Why isn't g(x)= 0 why does it have to be f(x)? Why not both?
• Jul 8th 2011, 10:53 AM
girdav
Re: Reimann integral question
What we suppose works for all Riemann-integrable function $g$, and we only know that $\int_a^b fg =0$.
• Jul 8th 2011, 11:09 AM
Plato
Re: Reimann integral question
Quote:

Originally Posted by CountingPenguins
Let f be continuous on [a,b] and suppose that, for every integrable function g defined on [a,b],∫_{a}^{b}fg=0. Prove that f(x)=0 for all x∈[a,b].

From the given do you know that $\int_a^b {f^2 } = 0~?$

Is that possible if $f(t)\not=0$ for some $t\in[a,b]~?$
• Jul 8th 2011, 12:29 PM
CountingPenguins
Re: Reimann integral question
f is continuous and g is integrable and the product of the integral of fg over the interval [a,b] is 0. So f(x) must be 0 for all x in [a,b], is all the information I have been given. I will start with the definition of continuous for f and integrable for g and then hope I see something useful after that.
• Jul 8th 2011, 12:45 PM
Plato
Re: Reimann integral question
• Jul 10th 2011, 01:49 PM
Also sprach Zarathustra
Re: Reimann integral question
Quote:

Originally Posted by CountingPenguins
Let f be continuous on [a,b] and suppose that, for every integrable function g defined on [a,b],∫_{a}^{b}fg=0. Prove that f(x)=0 for all x∈[a,b].

Why isn't g(x)= 0 why does it have to be f(x)? Why not both?

I came up with the following solution, I hope it is not so wrong. (Itwasntme)

Suppose that $f$ is not $0$ for all $x\in[a,b]$, then there exists $x_0\in[a,b]$ such that $f(x_0)>0$ (If the is no such $x_0$, there must be $x_1\in[a,b]$ such that $f(x_1)<0$.In that case we will look at $-f$).

f is continuous function therefor exists $\delta>0$ for which $f(x)>\epsilon>0$ for all $x\in (x_0-\delta,x_0+\delta)$.

Now we define $h(x)$-'staircase'-characteristic function of open interval $(x_0-\delta,x_0+\delta)$.

$h(x)=\left\{\begin{matrix}1 & x\in (x_0-\delta,x_0+\delta) \\ 0 & \text{otherwise} \end{matrix}\righ$

Hence, we will get:

$0=\int_{a}^{b}f(x)h(x)dx=\int_{a}^{x_0-\delta}f(x)h(x)dx+\int_{x_0-\delta}^{x_0+\delta}f(x)h(x)dx+\int_{x_0+\delta}^{ b}f(x)h(x)dx=0+\int_{x_0-\delta}^{x_0+\delta}f(x)h(x)dx+0>2\epsilon\delta$.
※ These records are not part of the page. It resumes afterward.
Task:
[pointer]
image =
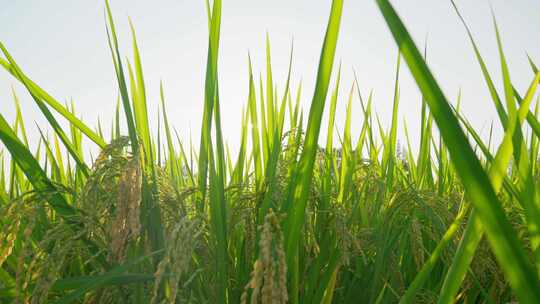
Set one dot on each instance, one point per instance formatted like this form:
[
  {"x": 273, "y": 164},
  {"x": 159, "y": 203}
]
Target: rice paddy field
[{"x": 291, "y": 217}]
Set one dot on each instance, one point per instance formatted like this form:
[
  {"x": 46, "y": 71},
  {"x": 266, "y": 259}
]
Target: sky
[{"x": 62, "y": 46}]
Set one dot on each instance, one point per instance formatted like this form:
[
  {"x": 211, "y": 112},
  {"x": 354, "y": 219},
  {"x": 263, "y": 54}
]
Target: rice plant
[{"x": 150, "y": 219}]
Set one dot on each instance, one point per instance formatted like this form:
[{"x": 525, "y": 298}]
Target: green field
[{"x": 291, "y": 217}]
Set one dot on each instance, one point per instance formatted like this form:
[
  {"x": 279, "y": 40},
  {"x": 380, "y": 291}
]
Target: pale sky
[{"x": 62, "y": 45}]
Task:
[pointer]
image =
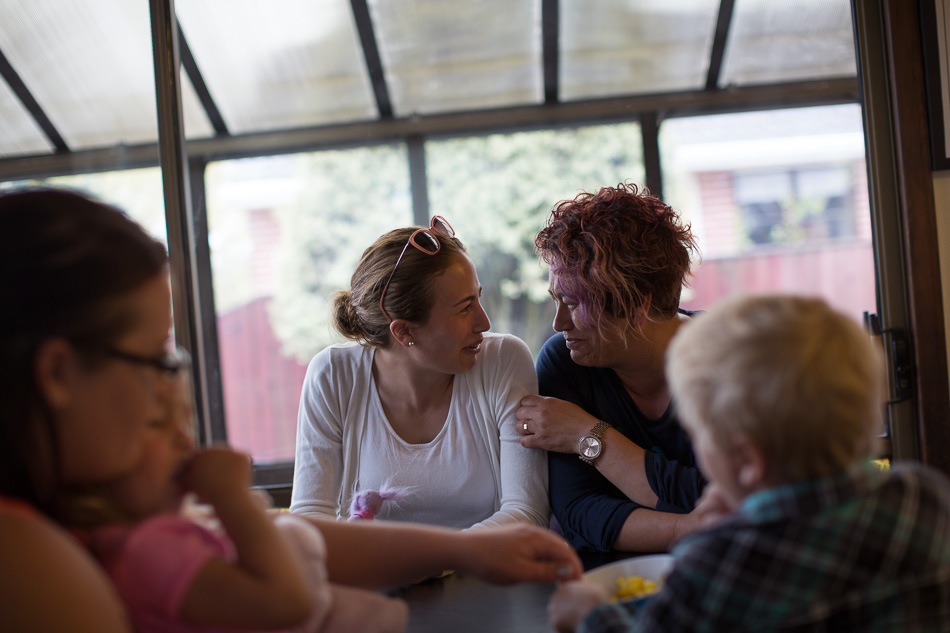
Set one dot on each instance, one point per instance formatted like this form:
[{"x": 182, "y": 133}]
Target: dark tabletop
[{"x": 461, "y": 604}]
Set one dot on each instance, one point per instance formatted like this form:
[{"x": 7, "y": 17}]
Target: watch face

So, we got a contradiction to the fact that if $f$ is continuous on $[a,b]$ and h is staircase function $\int_{a}^{b}f(x)h(x)dx=0 \Rightarrow f\equiv 0$.

But we also know that if $g$ is integrable function on $[a,b]$, so for every $\epsilon_0>0$ exists staircase function $h$ so that

$\int_{a}^{b}|g(x)-h(x)|<\epsilon_0$

Combining these two results we will conclude the needed.
• Jul 10th 2011, 03:35 PM
Plato
Re: Reimann integral question
Quote:

Originally Posted by Also sprach Zarathustra
I came up with the following solution, I hope it is not so wrong.

Note that $f \text{ is continuous on }[a,b]$ so as such that means that both $f~\&~f^2$ is are integrable on $[a,b]$.
By the given $\int_a^b {f \cdot f} = \int_a^b {f^2 } = 0$.
But by your reasoning that must imply that $f \equiv 0$.